Tuesday, May 09, 2006

Count of Transcontinental Railroad Workers and Deaths

20 Comments:

Blogger CPRR Discussion Group said...

Great questions. The short answer is that nobody really knows.

The Central Pacific Railroad had a maximum of about 12,000 workers at one time, and the Union Pacific probably had a similar number, but people came and went, so the actual number who ever worked is significantly larger, but unknown.

Claims of "thousands" of Chinese killed in construction accidents are nonsensical fabrications. About 130 workers are believed to have died building the Central Pacific (based on the secondary literature), with many of those due to weather related events such as avalanches, not preventable accidents. There is a single newspaper article that reports "possibly 1200" Chinese railroad workers dead but, even if that larger number is correct, it is likely that most of those deaths were due to a documented smallpox epidemic in Nevada, not due to construction accidents, as all of the accident reports are very specific accounts of small numbers killed. As best as we can determine, the number of documented fatalities during the CPRR construction reported in the primary literature by those actually participating is quite small, totaling 28-36 (this range representing the uncertain counts as originally reported).
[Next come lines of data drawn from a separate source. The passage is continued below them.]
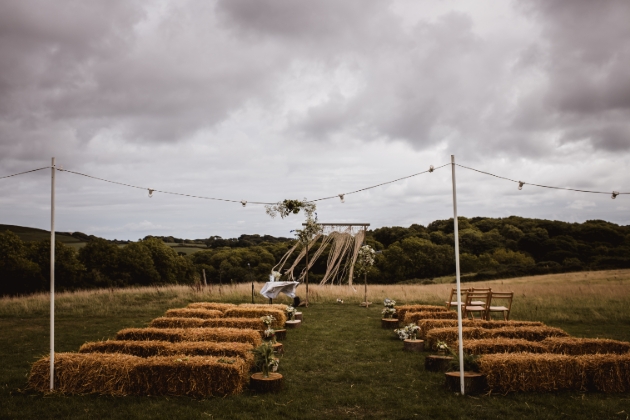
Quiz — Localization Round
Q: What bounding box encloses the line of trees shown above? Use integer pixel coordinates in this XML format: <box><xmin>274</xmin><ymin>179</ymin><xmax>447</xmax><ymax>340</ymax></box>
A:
<box><xmin>0</xmin><ymin>216</ymin><xmax>630</xmax><ymax>295</ymax></box>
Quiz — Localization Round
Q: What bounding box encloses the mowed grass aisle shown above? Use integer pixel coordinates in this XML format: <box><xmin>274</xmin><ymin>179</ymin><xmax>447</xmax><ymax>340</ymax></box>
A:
<box><xmin>0</xmin><ymin>276</ymin><xmax>630</xmax><ymax>419</ymax></box>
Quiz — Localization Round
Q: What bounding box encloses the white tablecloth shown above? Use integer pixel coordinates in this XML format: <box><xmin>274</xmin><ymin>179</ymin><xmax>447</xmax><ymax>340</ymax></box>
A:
<box><xmin>260</xmin><ymin>281</ymin><xmax>300</xmax><ymax>299</ymax></box>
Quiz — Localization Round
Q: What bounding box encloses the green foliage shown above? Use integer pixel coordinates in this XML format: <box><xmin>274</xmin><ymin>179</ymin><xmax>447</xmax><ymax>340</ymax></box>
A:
<box><xmin>0</xmin><ymin>231</ymin><xmax>44</xmax><ymax>296</ymax></box>
<box><xmin>28</xmin><ymin>239</ymin><xmax>86</xmax><ymax>290</ymax></box>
There is almost no information about construction casualties on the Union Pacific.

5/10/2006 5:47 AM  
Blogger CPRR Discussion Group said...

Can anyone supply a photo showing the smallpox scars on Anna Strobridge's face to illustrate the following passage?:

"A letter dated January 20, 1868 from Charles Crocker to Collis Huntington regarding track laying gangs states that : ' ... small pox has demoralized the workers ... We are breaking in Chinamen & learning them as fast as possible.' Anna Strobridge, wife of James Harvey Strobridge, Construction Foreman, nursed the workers in the pest cars – she contracted small pox while nursing the workers in Nevada. Photos of her, from 1868 on, show the effects of the disease on her face."

5/10/2006 6:27 AM  
Anonymous lcoffin said...

I am researching the death of a railroad boomer in 1906. This death was in Smithville, TX and his body was found beheaded next to the railroad tracks. Realizing that your concern is the Central Pacific I am taking a chance with several questions: Where might I find info on the number of railroad workers who died by beheading...apparently common enought to be included in rr safety legislation in l908. What would have been the attitude of regular rr workers toward boomers?

L.Coffin

1/06/2007 5:24 AM  
Anonymous Anonymous said...

A newly discovered newspaper report shows that the notion of large numbers of Chinese casualties in building the Central Pacific Railroad is almost certainly a myth based on a single erroneous newspaper article. (On June 30, 1870, the bodies of 50, not 1,200 Chinese dead were reported to have arrived in Sacramento by train for reburial, and not all of this much smaller number had died of construction accidents.)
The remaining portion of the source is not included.